The ball near the touchline will make the opponent nervous and make it easier to score
What Are The Differences Of Drop Serve And Volley Serve In Pickleball?
These serves are legal in pickleball as long as they meet the other criteria for legal rules. These services can be challenging to execute but highly effective if done correctly.
- Drop serve: this is to drop the balls to touch the ground naturally (without impact) and wait for them to bounce back and hit.
- Volley serve: toss the balls up and shoot below waist level. It requires the wrist not to be higher than the top of the racket and to swing the racket from back to front.
What Are The 5 Serving Rules In Pickleball?
In pickleball, there are 5 service rules that players need to follow, which apply to both ways of serving, including:
- They must be done by the player’s hand.
- The touching point of the balls and paddle is below the player’s waist.
- The players must stay at least one foot away from the end line.
- The ball’s path must be cross-court and land within the opposite diagonal-court limit.
- It only does once legally (serves are allowed).

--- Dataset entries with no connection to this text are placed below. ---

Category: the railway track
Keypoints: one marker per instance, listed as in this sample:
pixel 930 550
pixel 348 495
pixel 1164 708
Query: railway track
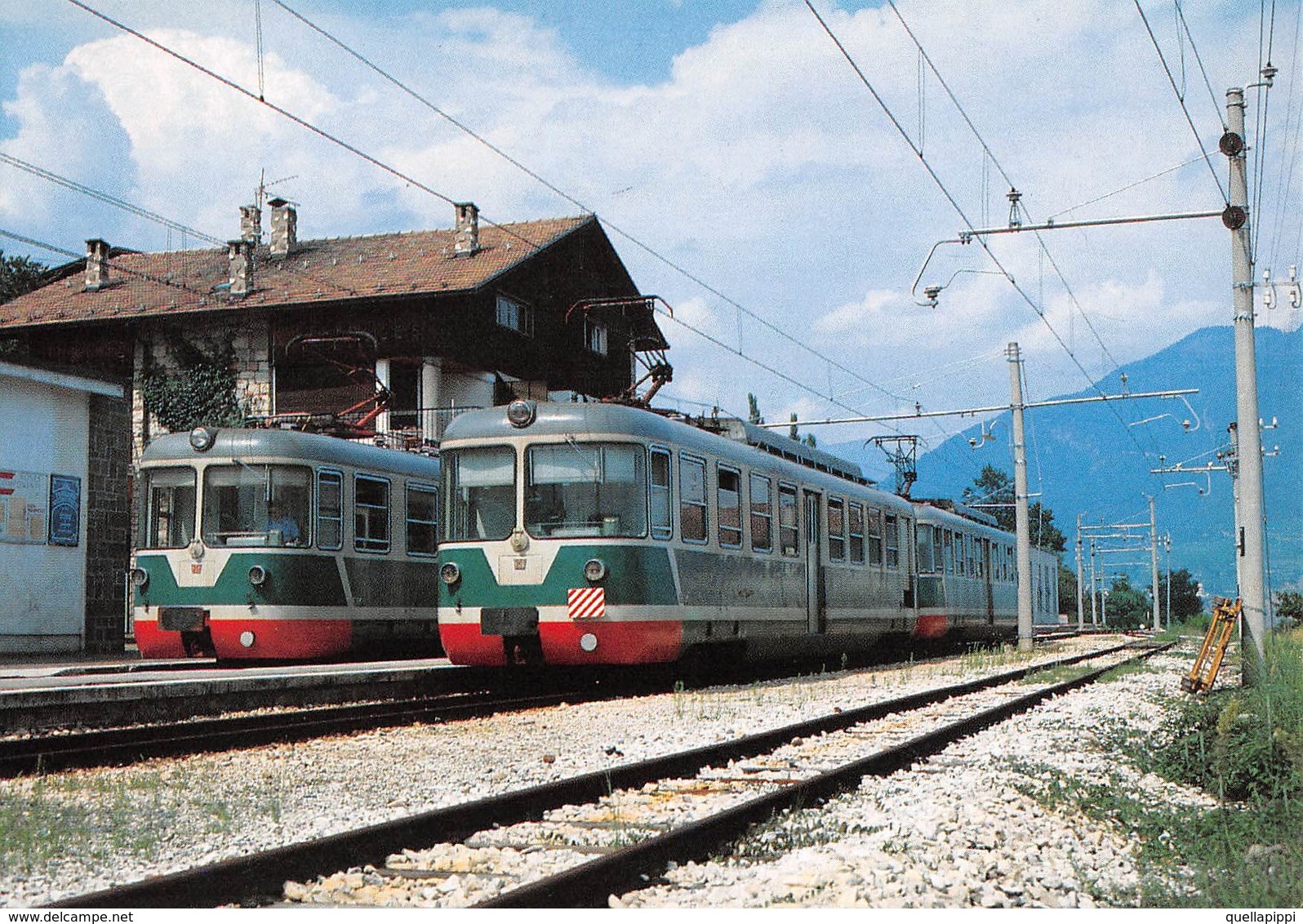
pixel 618 867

It is legal to serve and touch the court diagonally, not in the Non-Volley zone
Do You Have To Drop The Ball When Serving In Pickleball?
Yes, you can do it in drop serving. But when using a volley serve, it will be a serve error. Actions such as throwing and tossing them are not allowed. In addition, you drop the balls and are required to hit them below your waist.
Is It Possible To Step Over The Line When Serving In Pickleball?
No, you cannot step over the line when serving in pickleball. Your feet must remain behind the baseline until you touch them. It ensures that the serve is made from the correct position and meets the criteria for its legality.
Can you toss the ball up when serving in pickleball? The answer will be yes in volley serve and no in drop one. However, they all share the common feature of hitting the balls below the waist, with a starting point at least a foot off the court and a cross-court destination, not in the Non-Volley Zone.
It would be best if you practiced many techniques and ways of hitting to control it at will and increase your chances of winning. Creating a consistent service routine is also the key to reducing injury due to stress and carelessness during the competition!